Fakat çağdaş edebiyatın kendisine baktığımızda, bu iki seçeneğin hiçbirinin tam bir egemenlik kazanmamış olduğunu görüyoruz. Zira çağdaş edebiyat, dünyanın gidişatına, düşman cepheler oluşturacak kadar teslim olmuş değil henüz. Sartre yanlısı ak koyunlar ile Valéry yanlısı kara koyunlar henüz birbirinden ayrılmadı. Angajman bile, politik saiklere dayanmakla birlikte, her yola gelen formundan ötürü öznenin bağlandığı her davayla alay eden propagandaya indirgenmediği sürece, politik açıdan muğlak nitelik taşıyor. Öte yandan, angaje sanatın Rus doktrininde formalizm diye bilinen karşıtı, sadece Sovyet memurları veya özgürlükçü varoluşçular tarafından yerilmiyor; avangardistler bile soyut denen yazıları hiçbir kışkırtma ve toplumsal saldırganlık içermedikleri gerekçesiyle sık sık eleştiriyor. Buna karşılık, Sartre, Picasso’nun Guernica’sını öve öve bitiremiyor; müzik veya resimde formalist eserlere temayülü olduğu pekâlâ söylenebilir. Sartre angajmanı, kavramsal mahiyetinden ötürü edebiyatla sınırlandırıyor: “Yazar imlemlerle [signification] uğraşır.”[2] Tabii ki öyle, ama sadece o kadar değil. Nasıl ki bir edebiyat eserine giren hiçbir kelime gündelik dildeki anlamından[3] tam manasıyla kurtulamıyorsa, hiçbir edebiyat eseri de, geleneksel roman bile, bu anlamları edebiyatın dışında var oldukları halleriyle, değişmeden bırakmaz. Basit bir geçmiş zaman kipi dahi, gerçekte yaşanmamış bir olayı aktarırken, o olayın yaşanmamış olmasından ileri gelen farklı bir biçimsel nitelik kazanır. Bir eserin anlamının daha yüksek düzeylerinde, hatta eskilerin eserin “İdeası” dedikleri düzeyde bile, aynı durum geçerlidir. […] Şurası bir gerçek ki, Sartre’ın düşündüğü anlamda bile olsa herhangi bir sanat felsefesinin asıl konusu, sanatın gazetecilik yanı olamaz. Almanca’da Aussage [mesaj] teriminin ifade ettiği şey hiç olamaz. Mesaj terimi, sanatçının eseriyle ilgili öznel amacı ile, kendini nesnel biçimde ifade etmiş metafizik bir anlam talebi arasında kabul edilmez biçimde salınır. Almanya’da da bu anlam genellikle, hemen her işi gören Varlık’tır.

 

 

Angajmanla ilgili tartışmanın toplumsal işlevinde bir karmaşa yaşanıyor. Kültür muhafazakârlarına has bir zihniyetle sanat eserinin bir şeyler söylemesi gerektiğini savunanlar, net bir sözü olmayan, nüfuz edilmesi zor sanat eserlerini karalarken politik muarızlarıyla el birliği ediyorlar. […]

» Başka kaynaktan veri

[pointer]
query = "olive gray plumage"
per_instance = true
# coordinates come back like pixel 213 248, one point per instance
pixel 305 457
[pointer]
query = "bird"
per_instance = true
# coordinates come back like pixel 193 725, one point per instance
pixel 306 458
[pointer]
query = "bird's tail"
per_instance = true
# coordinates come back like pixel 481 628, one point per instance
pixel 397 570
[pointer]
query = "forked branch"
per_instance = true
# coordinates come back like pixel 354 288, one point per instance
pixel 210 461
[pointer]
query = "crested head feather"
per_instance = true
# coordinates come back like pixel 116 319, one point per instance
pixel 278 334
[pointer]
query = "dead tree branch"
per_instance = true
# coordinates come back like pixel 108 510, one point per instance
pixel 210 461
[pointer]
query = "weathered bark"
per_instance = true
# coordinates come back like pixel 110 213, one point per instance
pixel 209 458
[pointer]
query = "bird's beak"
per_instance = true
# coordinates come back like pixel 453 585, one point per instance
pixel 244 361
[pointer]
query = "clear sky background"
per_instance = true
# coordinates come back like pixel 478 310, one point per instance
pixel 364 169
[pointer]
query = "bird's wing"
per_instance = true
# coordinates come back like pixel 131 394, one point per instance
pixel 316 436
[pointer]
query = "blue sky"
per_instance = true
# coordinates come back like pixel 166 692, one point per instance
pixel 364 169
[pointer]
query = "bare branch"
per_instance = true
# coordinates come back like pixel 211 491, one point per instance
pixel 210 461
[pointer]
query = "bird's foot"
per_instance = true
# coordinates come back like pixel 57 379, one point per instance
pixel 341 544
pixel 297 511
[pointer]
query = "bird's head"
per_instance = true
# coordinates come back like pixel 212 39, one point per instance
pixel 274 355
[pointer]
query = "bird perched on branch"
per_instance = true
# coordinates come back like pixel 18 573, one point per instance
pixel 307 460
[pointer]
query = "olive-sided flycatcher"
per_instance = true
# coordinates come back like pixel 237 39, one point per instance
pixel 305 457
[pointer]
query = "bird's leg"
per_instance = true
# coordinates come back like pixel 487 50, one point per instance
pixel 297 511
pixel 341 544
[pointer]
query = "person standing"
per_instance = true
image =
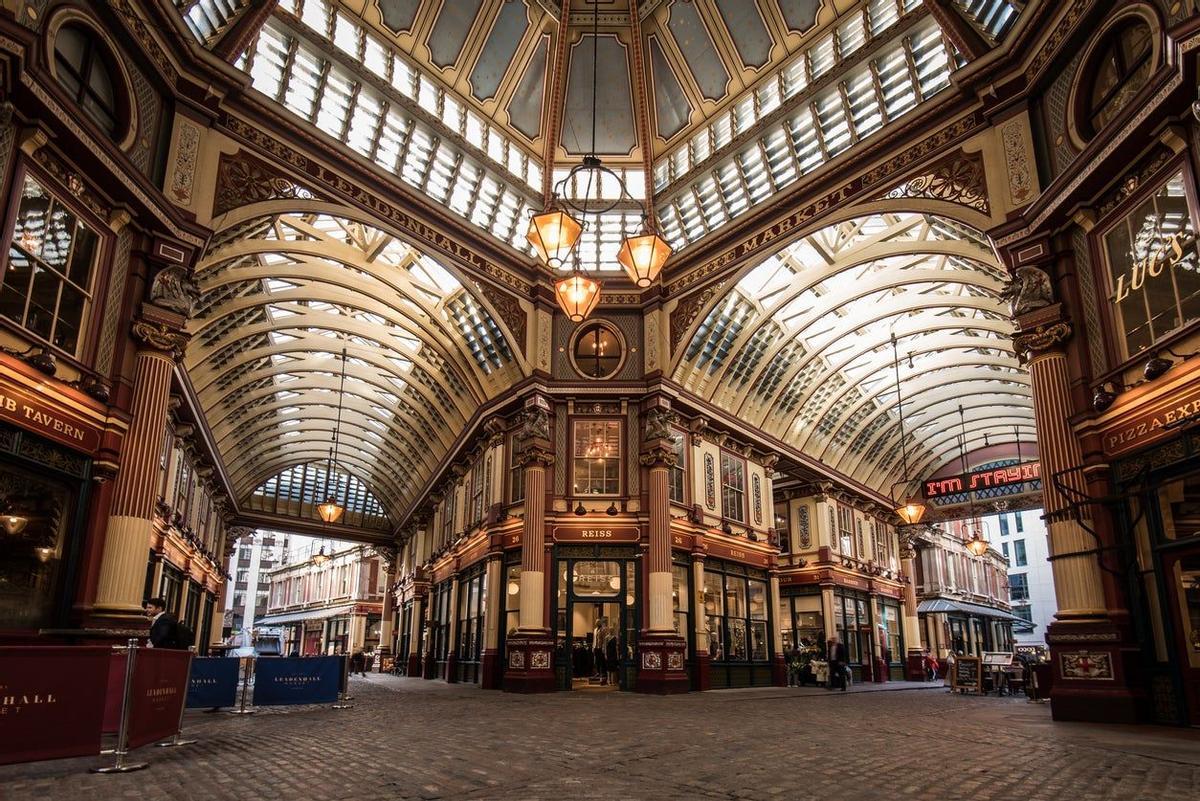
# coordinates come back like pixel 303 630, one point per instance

Radikal sağın dergi ve gazeteleri, gayri tabii, aşırı düşünsel, marazi ve dekadan tabir ettikleri her şeye karşı öfkeyi kışkırtmakla meşgul: Okurlarını iyi tanıyorlar. Toplumsal psikolojinin otoriter kişilik konusundaki keşifleri onları doğruluyor. Bu kişilik tipinin temel özellikleri, konformizm, düşüncenin ve toplumun taşlaşmış görünümlerine hürmet, toplum düzenini sarsan veya itiraf edilemeyen bilinçdışı unsurları açığa çıkaran itkilere dirençtir. Yabancı veya yabancılaştırıcı olan herhangi bir şeye karşı bu düşmanlık, hiçbir politik slogana biat etmeyen, ama otoriter kişilikleri yöneten katı koordinatlar sistemini […] baştan aşağı sarsmaya sırf görünüşüyle bile yeten eserlerdense, menşei ne olursa olsun, kendine ister eleştirel ister sosyalist desin, edebi realizmde çok daha rahat bir yuva bulabilir kendine. Batı Almanya’da Brecht’in oyunlarının sahnelenmesini engelleme girişimleri, nispeten yüzeysel bir politik bilinç düzeyine ait. Bu kampanyalar öyle ateşli bile değildi, yoksa 13 Ağustos’tan sonra[4] çok daha sert biçimde devam ederlerdi. Ama gerçeklikle yapılan toplumsal sözleşme bir yana bırakılıp, edebiyat eserleri artık olguları aktarmıyormuş gibi bir dille konuşmayagörsün, o zaman tüyler diken diken olmaya başlar. Angajman tartışmasının en büyük zaaflarından biri de, biçimsel yasaları gereği etki yaratmak gibi bir derdi olmayan eserlerin yarattığı etkiyi göz ardı etmesidir. Anlaşılmaz olanın yarattığı şokun neler iletebileceği kavranmadığı için, tartışmanın tamamı gölge boksunu andırıyor. Bir problemin ele alınışındaki kafa karışıklıkları problemi değiştirmez elbette, ama önerilen alternatif çözümler üzerinde yeniden düşünmeyi gerekli hale getirdikleri muhakkak.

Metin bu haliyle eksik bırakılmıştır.